オムニバス:とある世界の聖女達
笛路
第1話 くしゃみの聖女
「ふぇっ……ブェックショォォイ! づぁぁぁ…………あ?」
ちょっと待って欲しい。
私は会社の女子トイレに入ったはず。下を向きながらくしゃみして、顔を上げただけ。
なのになぜか知らない白い部屋で、白いローブの外人達に囲まれているんだ!? あと、一人だけ白いゴムマスクみたいなの着けてるヤツがいる。怖っ。キモッ。
取り敢えず、ゴムマスク男はスケキヨって名付けようかな。
ふと下を見ると、足下に魔法陣みたいな幾何学模様の何かがキラキラと輝いていた。
一歩進んで、一歩右に、一歩下がる。魔法陣がついて来る。
……最近のプロジェクションマッピングは凄いねっ!
「聖女様、ようこそ我が国にいらっしゃいました!」
仕方が無い、ここは素直に認めよう。
私、
そもそも、昨日の夜から散々だった。
六年付き合った彼氏に振られた。
理由は「くしゃみの音が煩い。豪快すぎる。唾が飛んでくる。鼻水かんだり、啜ったりする音が生理的に無理。時々土偶みたいな顔になるのも生理的に無理」とか言われてフラれた。
くしゃみでフラれた。
鼻水でフラれた。
通年性のアレルギー性鼻炎で苦しんでいる顔でフラれた。
二十八歳の誕生日ディナーに行く直前でフラれた。
つか、六年も一緒にいたくせに『生理的に無理』って何だ! と荒れに荒れて、ヤケ酒。そして二日酔い。
でも、頑張って出社したんだよ!? なのに、異世界召喚って。マジか。
なんやかんやあって、王城で聖女教育を受ける事になった。
スケキヨと名付けたゴムマスク男が教育係らしい。火傷で顔中が爛れて醜いからゴムマスクを着けてるんだとか。元ネタのまんまやんけ。
スケキヨと一緒に毎日毎日毎日……勉強やら訓練やらしたけど、特に何も起こらなかった。
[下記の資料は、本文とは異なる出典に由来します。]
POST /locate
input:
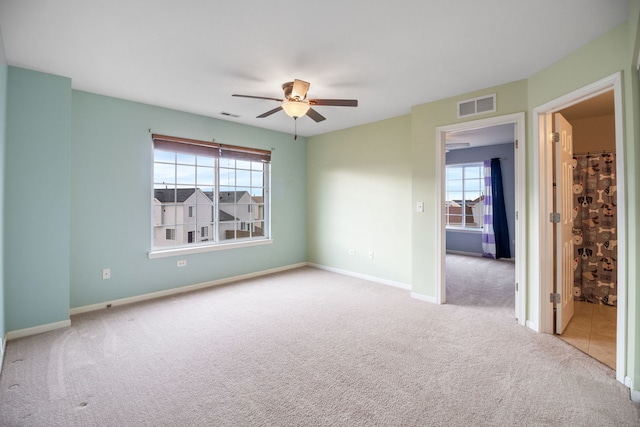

一年後、無能聖女と呼ばれ、私が召喚された神殿的な所の掃除女として働くように言われた。
「スケキヨー、ごご、ほごりっぼいっ……」
「スケキヨじゃ無いです」
「フヒッ……ブベクショォォィッ」
「ちょっ、滅茶苦茶ツバ飛んできたんですけどっ!」
「めんご。あれ? スケキヨ光ってるよ?」
「スケキヨ呼ぶなや……え? これは聖女の癒やしの光……」
スケキヨがゴムマスクを外すと火傷やら爛れは綺麗に消えていた。
それから私はくしゃみの聖女と呼ばれるようになった。
いや、くしゃみの聖女って何なんすか。
取り敢えず、それだけが不満です。